Arben dal Kosovo

Mi chiamo Arben, ho 30 anni e vivo da 13 anni in Svizzera. Sono sposato e ho una figlia piccola.

Sono cresciuto vicino a Peja. Non ho né fratelli né sorelle. Mia mamma era casalinga, mio papà lavorava per lo Stato. Ogni giorno andava fino a Peja con la macchina, e tornava solo alla sera tardi. A volte beveva troppo alcool. A un certo punto ha perso il lavoro. In quel momento ha cominciato a frequentare la moschea, e questo lo ha aiutato.

I miei genitori erano delle persone molto tranquille. Anche a tavola parlavamo e ridevamo molto poco. Non so perché facevamo così! I miei genitori non mi hanno mai picchiato, però non erano nemmeno molto affettuosi con me. Da bambino ero spesso da solo. Vicino a casa mia c’erano molto bambini Rom. Mia mamma però non voleva che io giocassi con loro. Così guardavo i bambini dalla mia finestra: come tagliavano il metallo per costruire una macchina, o come facevano un fuoco. Avrei voluto così tanto giocare con loro! Invece io guardavo la televisione o disegnavo degli animali.

Spesso andavo a trovare mio zio. Lui aveva vissuto a lungo in Svizzera e da lì mi portava sempre della cioccolata. Quando è diventato vecchio è tornato a vivere nel nostro villaggio. Andavo con lui a tagliare la legna nel bosco. Insieme osservavamo anche gli animali, e mi ha insegnato il nome di molte piante. Con lui ero felice. Qualche volta cantavamo anche insieme e ci raccontavamo delle storie divertenti.

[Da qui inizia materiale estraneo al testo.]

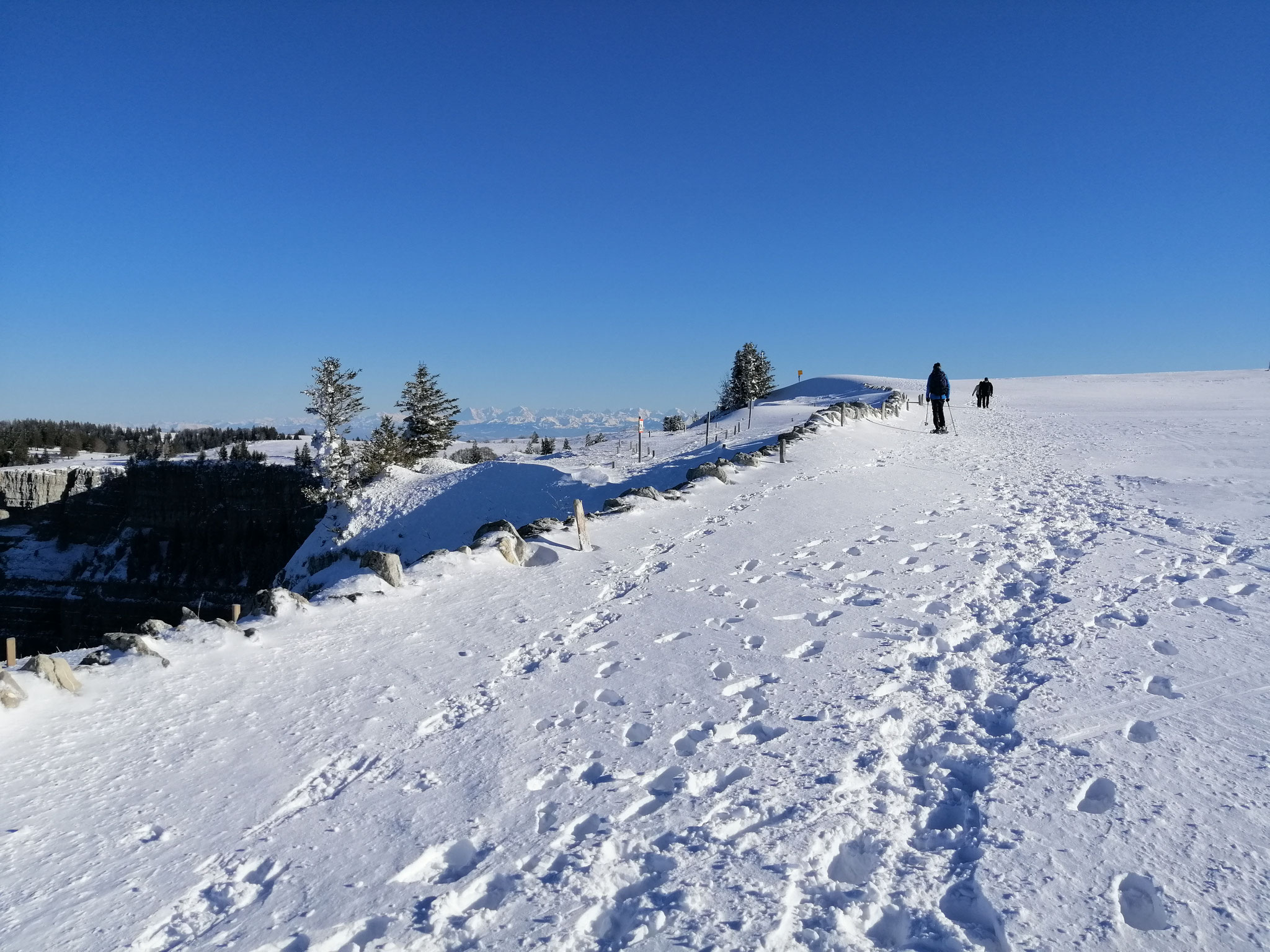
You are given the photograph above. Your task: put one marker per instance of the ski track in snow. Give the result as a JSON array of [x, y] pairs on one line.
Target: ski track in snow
[[673, 763]]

Adoravo andare a scuola. Ero bravo a scrivere e nel disegno. La mia maestra era molto contenta di me. Mia mamma diceva sempre che dovevo studiare molto per poi diventare medico.

Ma quando avevo 15 anni mio zio è morto, e questo mi ha molto colpito. Sono diventato molto triste, non volevo più andare a scuola, ero arrogante con tutti. Non parlavo quasi più con i miei genitori, e non avevo amici. Non avevo più nessuna speranza. Siccome mio zio mi aveva regalato un dizionario Italiano-Albanese, ho cominciato ad imparare l’italiano. Il mio sogno era quello di andare in Svizzera come mio zio.

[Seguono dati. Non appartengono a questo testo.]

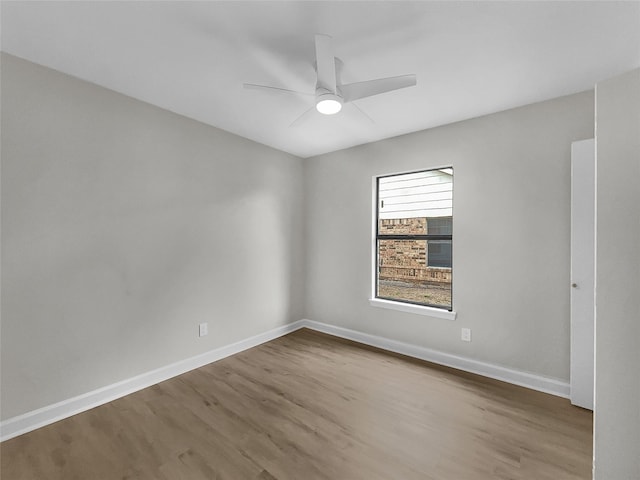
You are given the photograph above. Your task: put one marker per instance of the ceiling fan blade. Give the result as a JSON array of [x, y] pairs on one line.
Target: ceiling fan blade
[[355, 91], [364, 113], [266, 88], [301, 117], [325, 63]]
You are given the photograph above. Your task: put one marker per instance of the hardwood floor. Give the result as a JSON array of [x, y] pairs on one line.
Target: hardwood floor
[[310, 406]]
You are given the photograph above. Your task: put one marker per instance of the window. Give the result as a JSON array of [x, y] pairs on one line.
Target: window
[[414, 228]]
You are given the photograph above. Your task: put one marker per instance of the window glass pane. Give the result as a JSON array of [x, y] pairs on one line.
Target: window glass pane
[[406, 273], [439, 253], [405, 202]]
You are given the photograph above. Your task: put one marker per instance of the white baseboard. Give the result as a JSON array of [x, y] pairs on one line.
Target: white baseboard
[[29, 421], [541, 383]]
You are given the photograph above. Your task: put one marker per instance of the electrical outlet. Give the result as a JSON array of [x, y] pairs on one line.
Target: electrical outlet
[[203, 329], [465, 335]]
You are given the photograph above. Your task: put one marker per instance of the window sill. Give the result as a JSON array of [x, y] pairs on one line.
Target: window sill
[[410, 308]]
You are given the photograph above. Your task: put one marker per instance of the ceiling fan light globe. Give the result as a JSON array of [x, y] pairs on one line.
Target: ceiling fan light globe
[[328, 104]]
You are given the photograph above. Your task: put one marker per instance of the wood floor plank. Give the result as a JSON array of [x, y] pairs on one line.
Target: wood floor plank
[[314, 407]]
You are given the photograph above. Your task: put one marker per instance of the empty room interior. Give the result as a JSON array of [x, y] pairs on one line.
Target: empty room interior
[[320, 240]]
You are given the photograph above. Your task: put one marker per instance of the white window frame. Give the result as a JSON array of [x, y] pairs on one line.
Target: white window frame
[[392, 304]]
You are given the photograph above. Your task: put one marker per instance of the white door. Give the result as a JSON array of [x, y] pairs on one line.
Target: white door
[[582, 271]]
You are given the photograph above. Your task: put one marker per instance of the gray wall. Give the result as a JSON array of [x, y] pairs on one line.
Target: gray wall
[[511, 234], [123, 227], [617, 412]]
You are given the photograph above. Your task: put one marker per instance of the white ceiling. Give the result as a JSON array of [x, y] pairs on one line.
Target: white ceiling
[[471, 58]]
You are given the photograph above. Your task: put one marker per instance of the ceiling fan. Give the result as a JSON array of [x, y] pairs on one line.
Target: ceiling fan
[[330, 93]]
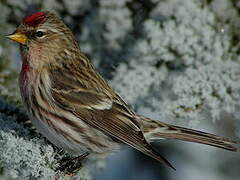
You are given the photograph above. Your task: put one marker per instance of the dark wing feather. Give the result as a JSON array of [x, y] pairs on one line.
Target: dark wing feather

I miei genitori avevano pochi soldi. Volevano che io andassi a lavorare. Però c’era poco lavoro nel villaggio, e anche a Peja. Così mi sono trasferito a Pristina. Lì ho vissuto da un cugino e ho lavorato per 2 anni in un garage. Così mi sono comprato un biglietto del bus: Pristina-Bellinzona!

Un collega di mio zio viveva a Bellinzona. Mi ha aiutato a trovare un posto di lavoro in un ristorante. All’inizio vivevo a casa sua, fino a quando ho risparmiato abbastanza soldi per un appartamento. Ho conosciuto mia moglie nell’associazione albanese. È originaria del Kosovo, ma è cresciuta in Svizzera.

La vita in Svizzera mi piace. Adesso lavoro per le FFS. Vivo con la mia famiglia in un quartiere pieno di bambini. Mia figlia va all’asilo nido e adesso parla molto bene l’italiano e l’albanese. Spero che in futuro impari un buon mestiere.